Tuesday, August 14, 2018

Ow, my thumb


My left thumb hurts. It might be Neil Gaiman's fault.

I'm not sure when this started, but I think it was this weekend. I noticed a soreness in my left thumb, in the first (or is it the second?) joint - the second one down from the tip, the point where the thumb joins the hand. The soreness actually caused a loss of function in my left hand: I could no longer use my thumb to hold things, so my left hand was mostly useless except for typing.

I noticed a bony bulge at the base of my thumb, at the knuckle. It looks like a blister or boil, but it is hard to the touch.

Could this be arthritis? Maybe. At the half-century mark, such things start to be expected. I've never had arthritis before, so I don't know what it feels like.

A more intriguing possibility hit me this afternoon. On Saturday I picked up the latest issue of the comic book serialization of Neil Gaiman's American Gods. A good deal of this issue is dedicated to Mr. Ibis's recounting of the story of a slave girl and her twin brother, instrumental respectively in bringing belief in the old gods of Africa to the New World, and in leading a slave rebellion that eventually led to the liberation of Haiti. As an aside, Mr. Ibis (a manifestation of the ancient Egyptian god Thoth) mentions the punishment one of the slave girl's children received for demonstrating the ability to read: one of his thumbs was cut off.
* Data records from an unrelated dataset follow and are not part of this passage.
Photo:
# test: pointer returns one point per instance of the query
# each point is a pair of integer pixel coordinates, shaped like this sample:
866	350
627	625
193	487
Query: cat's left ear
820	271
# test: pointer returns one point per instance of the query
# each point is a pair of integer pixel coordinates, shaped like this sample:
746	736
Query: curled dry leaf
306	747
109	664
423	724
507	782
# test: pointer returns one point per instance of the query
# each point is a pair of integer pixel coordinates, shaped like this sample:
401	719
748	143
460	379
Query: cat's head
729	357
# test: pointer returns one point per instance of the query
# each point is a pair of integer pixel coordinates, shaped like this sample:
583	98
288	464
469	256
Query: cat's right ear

I thought about how terrible a punishment this would be, how difficult life would be without a thumb, particularly a slave's life of unrelenting hard labor. I wonder now if I let my imagination delve into this too much, and if my body decided to respond by letting me know how it might feel, and to see what life might be like without a functioning thumb.

As I began to write this, the pain in my left thumb was present but not overwhelming. As I wrote, the pain gradually subsided. Now, my left thumb feels almost completely normal and pain-free. So maybe this really was a psychosomatic pain, and writing about it exorcised it from my consciousness.